Treating marc records like a database?

Talk Hacking LibraryThing

Join LibraryThing to post.

1bnielsen
Edited: Jul 19, 2025, 11:32 am

I found out that TinyCat has a "MARC View" allowing one to see a Marc Record for any book. The button is simply a link to another web page, so it is easy to download the Marc Record for a single book

https://www.librarycat.org/lib/bnielsen/item/109650282#

I've been doing this for fun, so I have a bunch of these files and they can be used as a poor man's database with some of the standard unix tools,. I've pretty printed the table view from the webpage so it looks like a standard Marc Record.

001109650282
003MePoLT
00520250707180301.0
008890123s1968 dk 000 0 dan
010 $a 74354398
015 $aD68-29/30
035 $a(OCoLC)19051836
040 $aDLC $cWaU $dDLC $dMePoLT $erda
042 $apremarc
050 0 0$aPT8175.S36 $bI3 1968
100 1 $aScherfig, Hans, $d1905-
245 1 0$aIdealister.
250 $a6. opl.
260 $aKøbenhavn, $bGyldendal, $c1968.
300 $a256 p. $c19 cm.
490 0 $aGyldendals tranebøger ; $v160
920 $aFiction $aRecycled $aTranebog
921 $aDanmark, november 1938returnIndeholder ...
923 $aYour library

So I can do stuff like this:

grep '650.*xProg' *mrc | cut -f1 -d: | xargs cat | grep '920.*\$a'
920 $aProgramming $aPython $aRaspberry Pi
920 $aMicroPython $aMicrobit $aProgramming $aRecycled
920 $aAwk $aC $aComputers $aProgramming $aRecycled $aUnix
920 $aComputers
920 $aJava $aProgramming

but I wondered if any of the others here do something similar and have any advice to share?

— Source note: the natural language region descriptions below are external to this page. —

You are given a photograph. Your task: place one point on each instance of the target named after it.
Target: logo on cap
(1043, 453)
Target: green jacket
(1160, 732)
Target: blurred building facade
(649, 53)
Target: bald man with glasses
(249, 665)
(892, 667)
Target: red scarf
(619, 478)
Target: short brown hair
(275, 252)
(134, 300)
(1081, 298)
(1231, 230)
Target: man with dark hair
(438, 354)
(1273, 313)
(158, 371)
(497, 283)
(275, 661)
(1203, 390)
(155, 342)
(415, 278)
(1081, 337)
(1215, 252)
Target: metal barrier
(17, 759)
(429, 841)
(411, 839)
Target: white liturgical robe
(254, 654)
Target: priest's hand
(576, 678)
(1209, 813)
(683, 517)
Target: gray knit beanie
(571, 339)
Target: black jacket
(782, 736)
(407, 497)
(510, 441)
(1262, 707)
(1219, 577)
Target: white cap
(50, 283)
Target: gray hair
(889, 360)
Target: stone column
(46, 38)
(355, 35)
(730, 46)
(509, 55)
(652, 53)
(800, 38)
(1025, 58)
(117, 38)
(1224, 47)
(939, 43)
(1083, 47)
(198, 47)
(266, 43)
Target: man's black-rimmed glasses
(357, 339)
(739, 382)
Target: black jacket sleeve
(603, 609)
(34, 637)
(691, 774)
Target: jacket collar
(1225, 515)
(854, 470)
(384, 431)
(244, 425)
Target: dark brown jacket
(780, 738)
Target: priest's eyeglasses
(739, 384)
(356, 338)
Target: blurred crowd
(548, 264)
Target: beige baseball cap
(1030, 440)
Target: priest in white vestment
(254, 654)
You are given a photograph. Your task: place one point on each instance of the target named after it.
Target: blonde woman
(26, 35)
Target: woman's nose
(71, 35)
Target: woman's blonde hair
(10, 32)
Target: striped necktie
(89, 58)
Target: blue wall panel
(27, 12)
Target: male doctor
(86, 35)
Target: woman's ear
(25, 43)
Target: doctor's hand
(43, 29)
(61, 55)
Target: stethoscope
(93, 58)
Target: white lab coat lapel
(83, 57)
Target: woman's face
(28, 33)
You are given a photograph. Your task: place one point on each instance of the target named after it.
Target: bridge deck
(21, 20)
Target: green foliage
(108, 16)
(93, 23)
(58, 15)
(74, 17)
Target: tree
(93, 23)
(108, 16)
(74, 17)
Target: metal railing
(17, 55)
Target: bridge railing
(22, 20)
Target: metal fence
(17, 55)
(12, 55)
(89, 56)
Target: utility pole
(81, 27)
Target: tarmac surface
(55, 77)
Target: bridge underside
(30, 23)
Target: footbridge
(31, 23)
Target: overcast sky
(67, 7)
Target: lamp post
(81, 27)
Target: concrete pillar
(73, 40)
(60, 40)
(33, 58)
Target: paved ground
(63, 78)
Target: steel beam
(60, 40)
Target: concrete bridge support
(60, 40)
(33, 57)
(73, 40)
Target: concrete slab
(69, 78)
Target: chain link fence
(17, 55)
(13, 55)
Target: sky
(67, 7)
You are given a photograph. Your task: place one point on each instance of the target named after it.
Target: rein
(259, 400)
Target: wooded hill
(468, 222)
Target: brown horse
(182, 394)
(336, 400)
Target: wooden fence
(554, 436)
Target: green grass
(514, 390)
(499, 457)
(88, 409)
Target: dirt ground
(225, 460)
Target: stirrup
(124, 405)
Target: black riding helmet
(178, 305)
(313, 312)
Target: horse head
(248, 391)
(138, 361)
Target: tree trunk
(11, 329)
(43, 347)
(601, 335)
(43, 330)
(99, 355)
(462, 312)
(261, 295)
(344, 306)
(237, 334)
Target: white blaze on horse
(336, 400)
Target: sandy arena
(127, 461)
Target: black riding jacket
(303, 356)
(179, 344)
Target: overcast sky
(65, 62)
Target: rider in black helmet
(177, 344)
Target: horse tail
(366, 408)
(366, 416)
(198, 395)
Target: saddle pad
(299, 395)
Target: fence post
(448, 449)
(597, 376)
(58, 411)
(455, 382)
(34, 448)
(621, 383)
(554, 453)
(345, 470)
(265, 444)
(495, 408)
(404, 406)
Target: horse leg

(My example above is finding records where 650 x has something with Programming in it and then seeing if 920 a (i.e. my own tags) has something similar. So I'll be looking at the book I tagged Computers but not Programming and see if that was an error)

Comments?

ETA: https://www.loc.gov/marc/marctools.html

ETA: https://github.com/hectorcorrea/marcli

marcli seems to be very close to what I was looking for.

2Keeline
Jul 20, 2025, 12:33 am

How complete is the LT implementation of MARC ? It is my understanding that it is complex but not always filled in for a given record, even ones from libraries.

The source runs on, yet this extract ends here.